Die katholische Jugend Markkleeberg wird als Reaktion auf die Vorträge und Gespräche zur Theologie der Befreiung die Bahnhofsmission in Leipzig durch eine Kuchenspende unterstützen, um Bedürftigen zumindest eine kleine Freude im erstickenden Alltag zu schenken. Diese kleine Geste soll der Startschuss für weitere Aktionen (in Kooperation mit dem Kollektiv „Kein Paradies“) sein, die sich nicht zuerst auf die Spiritualität, sondern den Dienst am Menschen in Armut konzentrieren.

Dieser Abend war Teil der Vorbereitung des Protests gegen den EU-China-Gipfel im September 2020 in Leipzig.
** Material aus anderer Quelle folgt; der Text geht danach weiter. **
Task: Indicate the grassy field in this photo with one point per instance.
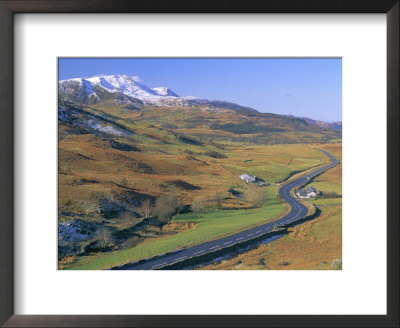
(105, 177)
(313, 245)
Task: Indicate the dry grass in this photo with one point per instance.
(312, 245)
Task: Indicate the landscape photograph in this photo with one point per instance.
(199, 164)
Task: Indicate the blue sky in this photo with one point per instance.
(307, 87)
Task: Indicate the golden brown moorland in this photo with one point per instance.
(139, 183)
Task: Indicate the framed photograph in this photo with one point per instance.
(212, 164)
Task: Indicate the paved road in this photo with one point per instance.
(298, 211)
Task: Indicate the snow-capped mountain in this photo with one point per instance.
(103, 87)
(163, 91)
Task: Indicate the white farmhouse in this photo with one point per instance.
(247, 178)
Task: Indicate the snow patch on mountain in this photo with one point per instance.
(164, 91)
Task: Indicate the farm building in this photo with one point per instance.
(247, 178)
(306, 193)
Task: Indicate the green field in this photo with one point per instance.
(211, 225)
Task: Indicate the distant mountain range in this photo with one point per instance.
(130, 92)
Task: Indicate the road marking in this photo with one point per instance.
(181, 258)
(157, 265)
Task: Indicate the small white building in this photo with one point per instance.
(247, 178)
(310, 192)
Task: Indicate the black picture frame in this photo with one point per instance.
(10, 7)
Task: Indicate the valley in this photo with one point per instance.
(142, 175)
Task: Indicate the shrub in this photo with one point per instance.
(337, 264)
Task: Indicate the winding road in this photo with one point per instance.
(298, 211)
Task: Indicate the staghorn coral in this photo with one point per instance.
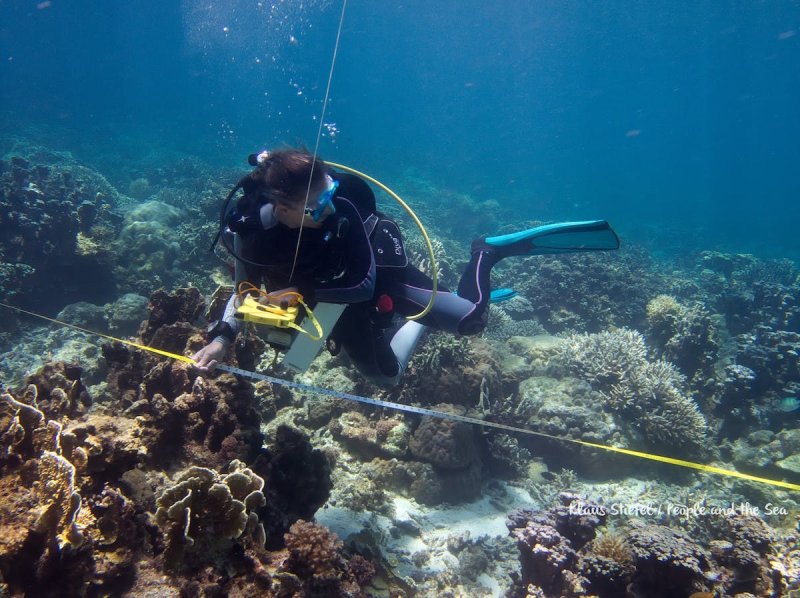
(46, 207)
(184, 417)
(39, 529)
(203, 513)
(647, 396)
(684, 335)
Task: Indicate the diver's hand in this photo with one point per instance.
(289, 295)
(207, 358)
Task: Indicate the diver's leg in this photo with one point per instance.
(367, 345)
(411, 292)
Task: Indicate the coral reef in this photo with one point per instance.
(667, 562)
(588, 292)
(647, 397)
(57, 220)
(549, 541)
(453, 370)
(202, 514)
(316, 566)
(685, 336)
(297, 478)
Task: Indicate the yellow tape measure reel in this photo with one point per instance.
(281, 315)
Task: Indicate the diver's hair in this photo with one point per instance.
(286, 172)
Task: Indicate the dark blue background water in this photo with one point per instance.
(678, 121)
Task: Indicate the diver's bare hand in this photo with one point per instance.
(207, 358)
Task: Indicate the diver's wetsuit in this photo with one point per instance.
(336, 264)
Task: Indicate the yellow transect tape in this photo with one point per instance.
(422, 411)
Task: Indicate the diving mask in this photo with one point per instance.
(325, 202)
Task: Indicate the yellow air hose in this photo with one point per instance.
(434, 268)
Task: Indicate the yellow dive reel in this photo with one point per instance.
(280, 315)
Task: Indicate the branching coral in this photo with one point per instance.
(647, 395)
(203, 512)
(684, 335)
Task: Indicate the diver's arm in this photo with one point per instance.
(357, 283)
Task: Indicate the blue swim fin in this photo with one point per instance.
(499, 295)
(561, 237)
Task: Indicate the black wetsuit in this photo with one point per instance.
(337, 264)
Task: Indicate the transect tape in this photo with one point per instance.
(430, 412)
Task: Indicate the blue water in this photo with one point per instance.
(677, 121)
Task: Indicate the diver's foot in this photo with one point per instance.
(499, 251)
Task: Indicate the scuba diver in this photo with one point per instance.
(301, 227)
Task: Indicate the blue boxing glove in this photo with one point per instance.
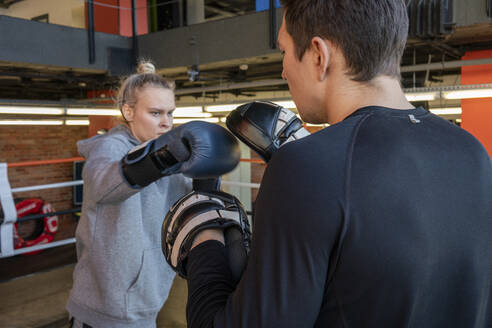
(197, 149)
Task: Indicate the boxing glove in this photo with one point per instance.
(197, 149)
(265, 126)
(200, 210)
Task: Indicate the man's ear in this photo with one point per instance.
(321, 55)
(127, 112)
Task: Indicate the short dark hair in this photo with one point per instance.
(371, 33)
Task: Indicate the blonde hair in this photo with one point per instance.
(145, 77)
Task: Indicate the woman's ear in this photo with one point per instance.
(127, 112)
(321, 55)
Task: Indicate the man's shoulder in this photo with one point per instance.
(329, 144)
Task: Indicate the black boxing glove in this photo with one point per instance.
(265, 126)
(197, 149)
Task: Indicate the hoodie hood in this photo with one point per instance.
(86, 146)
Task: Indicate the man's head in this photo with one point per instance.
(370, 33)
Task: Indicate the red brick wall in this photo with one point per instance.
(19, 144)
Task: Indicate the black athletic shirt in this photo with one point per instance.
(381, 220)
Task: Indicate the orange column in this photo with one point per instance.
(477, 113)
(126, 17)
(105, 16)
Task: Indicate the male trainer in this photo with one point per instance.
(383, 219)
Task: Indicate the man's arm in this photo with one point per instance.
(284, 282)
Die europäischen Christen dürfen ein solches Treffen der Reichen nicht unkommentiert lassen und müssen auf nationaler wie internationaler Ebene Widerstand gegen eine solche Veranstaltung organisieren.

„Das Wenige, das ein Gerechter hat, ist besser als der Überfluss vieler Gottloser. Denn der Gottlosen Arm wird zerbrechen, aber der HERR erhält die Gerechten.“ (Psalm 37,16-17)

Für eine Kirche der Armen und eine gerechte Welt!